Your right; otos will eat the brown algae and shrimp will eat the hair algae. Rubberlip plecos, however, will eat the green spot algae.


----------



## pureplecs (Jan 25, 2006)

dwool36 said:


> Your right; otos will eat the brown algae and shrimp will eat the hair algae. Rubberlip plecos, however, will eat the green spot algae.

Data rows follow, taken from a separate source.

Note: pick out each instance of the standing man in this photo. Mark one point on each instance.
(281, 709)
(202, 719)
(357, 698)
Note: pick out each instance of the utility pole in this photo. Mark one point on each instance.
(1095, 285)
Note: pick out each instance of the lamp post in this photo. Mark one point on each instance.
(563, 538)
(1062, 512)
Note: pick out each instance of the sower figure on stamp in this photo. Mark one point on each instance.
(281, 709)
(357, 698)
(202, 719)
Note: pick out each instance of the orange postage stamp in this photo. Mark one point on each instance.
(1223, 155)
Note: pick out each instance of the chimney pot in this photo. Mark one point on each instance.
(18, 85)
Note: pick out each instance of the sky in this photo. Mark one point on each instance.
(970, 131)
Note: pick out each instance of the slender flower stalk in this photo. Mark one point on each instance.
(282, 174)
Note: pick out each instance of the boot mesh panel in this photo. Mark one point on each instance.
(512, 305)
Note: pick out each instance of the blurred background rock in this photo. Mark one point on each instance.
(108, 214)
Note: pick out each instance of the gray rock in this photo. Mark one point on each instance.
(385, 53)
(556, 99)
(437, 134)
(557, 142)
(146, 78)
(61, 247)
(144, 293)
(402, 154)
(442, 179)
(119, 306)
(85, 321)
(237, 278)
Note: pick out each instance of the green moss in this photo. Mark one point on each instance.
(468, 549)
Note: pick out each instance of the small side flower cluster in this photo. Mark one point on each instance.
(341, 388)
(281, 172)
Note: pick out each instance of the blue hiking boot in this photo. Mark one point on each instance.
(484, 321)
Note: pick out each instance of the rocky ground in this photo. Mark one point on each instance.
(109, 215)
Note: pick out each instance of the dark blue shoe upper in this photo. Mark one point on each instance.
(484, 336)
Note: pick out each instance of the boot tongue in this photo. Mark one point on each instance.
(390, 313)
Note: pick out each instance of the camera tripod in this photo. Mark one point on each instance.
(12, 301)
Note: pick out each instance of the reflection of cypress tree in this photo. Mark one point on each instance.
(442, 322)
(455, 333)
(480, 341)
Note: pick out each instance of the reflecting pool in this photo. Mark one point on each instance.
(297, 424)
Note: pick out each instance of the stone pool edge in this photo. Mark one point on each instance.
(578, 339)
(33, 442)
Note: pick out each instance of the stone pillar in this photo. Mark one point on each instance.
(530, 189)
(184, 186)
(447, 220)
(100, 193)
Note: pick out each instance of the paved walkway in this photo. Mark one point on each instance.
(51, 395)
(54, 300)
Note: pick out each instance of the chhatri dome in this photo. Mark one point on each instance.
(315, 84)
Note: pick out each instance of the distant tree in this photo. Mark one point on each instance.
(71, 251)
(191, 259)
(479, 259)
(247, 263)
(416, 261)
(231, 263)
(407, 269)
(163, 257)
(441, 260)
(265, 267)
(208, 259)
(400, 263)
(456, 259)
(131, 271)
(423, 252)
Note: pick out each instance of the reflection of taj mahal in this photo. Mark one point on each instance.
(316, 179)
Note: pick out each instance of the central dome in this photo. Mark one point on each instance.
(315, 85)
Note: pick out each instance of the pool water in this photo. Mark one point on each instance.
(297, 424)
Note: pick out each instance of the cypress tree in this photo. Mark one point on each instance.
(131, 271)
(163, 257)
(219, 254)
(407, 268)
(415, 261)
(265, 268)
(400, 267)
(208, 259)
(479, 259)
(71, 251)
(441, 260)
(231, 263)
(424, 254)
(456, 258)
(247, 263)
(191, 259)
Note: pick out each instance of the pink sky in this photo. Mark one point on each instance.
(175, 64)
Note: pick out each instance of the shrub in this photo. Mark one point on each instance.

Hmmm... I'll have to try that. I have a rubberlip in the 125g and I have the green spot algae in the planted 75g... *goes off to move a rubberlip...*


----------



## dmarcus (Apr 13, 2006)

if its just GSA than use a magnet scraper, i had my tank in the sun and got a huge algae problem, im fairly certain that my ottos ( i had 2) died after 6 month because they ate so much. They were seriously the fattest fish ive ever seen and i never fed them ever. Cherries stay pretty small but amanos might be big enough to avoid the mouths of larger fish.


----------



## garfieldnfish (Jan 18, 2005)

Rubberlips will eat the green spot algae. I have tested it after reading about it some time ago. I never had green spot algae in my tanks with them, but had it pretty bad in my 75 gal that only housed BNs. I moved one of the rubberlips in there and he got rid of the GSA on the front and back wall but not the side walls. I have bubble wands on both sides and I think he might have been afraid to go back there. Or the tank was just too large and he picked the easy spots. A rubberlips would be a great option and you can get one at Petsmart for just a few bucks. Easy to take care off, too. They also eat sinking pellets, shrimp pellets and zucchini and cucumber, if they run out of algae. I have three of them and 2 are always out, not shy and not aggressive to the other fish in the tank. The 3rd one is shy but he is in a tank with zebra plecos and may have taken lessons from them.
I should have thought about the rubberlips when I answered the first time but I just keyed in on the shrimp vs otos and blew it.


----------